• cocaine;
  • substance-related disorders;
  • aged;
  • prevalence;
  • emergency medicine;
  • human


Objectives: To determine the prevalence of cocaine use in a population of elder patients presenting to an inner-city academic emergency department (ED). Methods:This was a prospective, blinded observational study of patients aged 60 years or older who presented to a large urban ED over a six-month period. A urine drug screen was performed on patients who had a sample obtained during treatment for routine analysis. Patients' demographic data were collected and compared. Results: A total of 5,677 visits met the inclusion criteria. Urine samples were obtained in 911 (16%) of these visits with 852 unique individuals. There were 18 cocaine-positive results among the 911 visits, for a rate of 2.0%. The rate of positive subjects was also 2.0% (17/852).
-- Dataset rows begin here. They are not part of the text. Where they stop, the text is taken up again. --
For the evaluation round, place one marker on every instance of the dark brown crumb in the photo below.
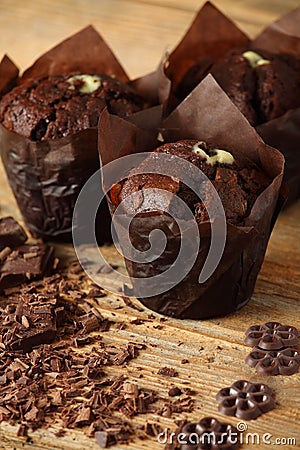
(168, 372)
(174, 392)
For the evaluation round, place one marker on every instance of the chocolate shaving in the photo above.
(168, 372)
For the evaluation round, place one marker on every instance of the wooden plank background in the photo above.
(139, 32)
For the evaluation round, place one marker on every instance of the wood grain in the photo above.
(139, 31)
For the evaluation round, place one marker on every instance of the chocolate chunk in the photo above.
(271, 336)
(245, 400)
(274, 362)
(11, 233)
(102, 438)
(25, 263)
(29, 326)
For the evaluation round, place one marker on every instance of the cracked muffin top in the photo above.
(60, 105)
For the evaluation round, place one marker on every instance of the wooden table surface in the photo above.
(139, 31)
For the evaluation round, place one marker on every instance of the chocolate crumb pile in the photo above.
(39, 381)
(54, 360)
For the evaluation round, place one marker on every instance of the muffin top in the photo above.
(262, 85)
(60, 105)
(238, 186)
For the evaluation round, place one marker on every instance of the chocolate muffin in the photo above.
(262, 85)
(61, 105)
(237, 186)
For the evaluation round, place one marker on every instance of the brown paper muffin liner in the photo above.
(209, 37)
(207, 114)
(9, 73)
(47, 176)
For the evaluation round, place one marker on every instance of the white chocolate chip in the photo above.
(90, 83)
(219, 156)
(255, 59)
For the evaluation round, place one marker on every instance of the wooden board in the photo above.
(214, 348)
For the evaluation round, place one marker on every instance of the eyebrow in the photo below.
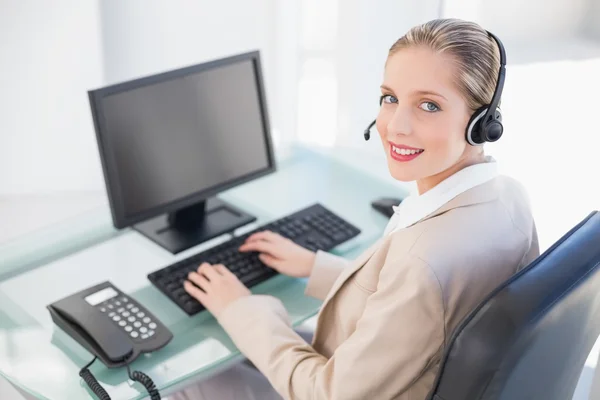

The cocaine users were younger (66.4 ± 7.2 vs. 76.0 ± 8.7 years), predominantly male (88.9% vs. 46.6%), and more likely to be diagnosed with drug or alcohol abuse as compared with the cocaine-negative patients. However, there were no significant differences in disposition between the cocaine-positive and cocaine-negative groups. Conclusions: Elder patients may have a higher prevalence of cocaine use than previously estimated by national registries.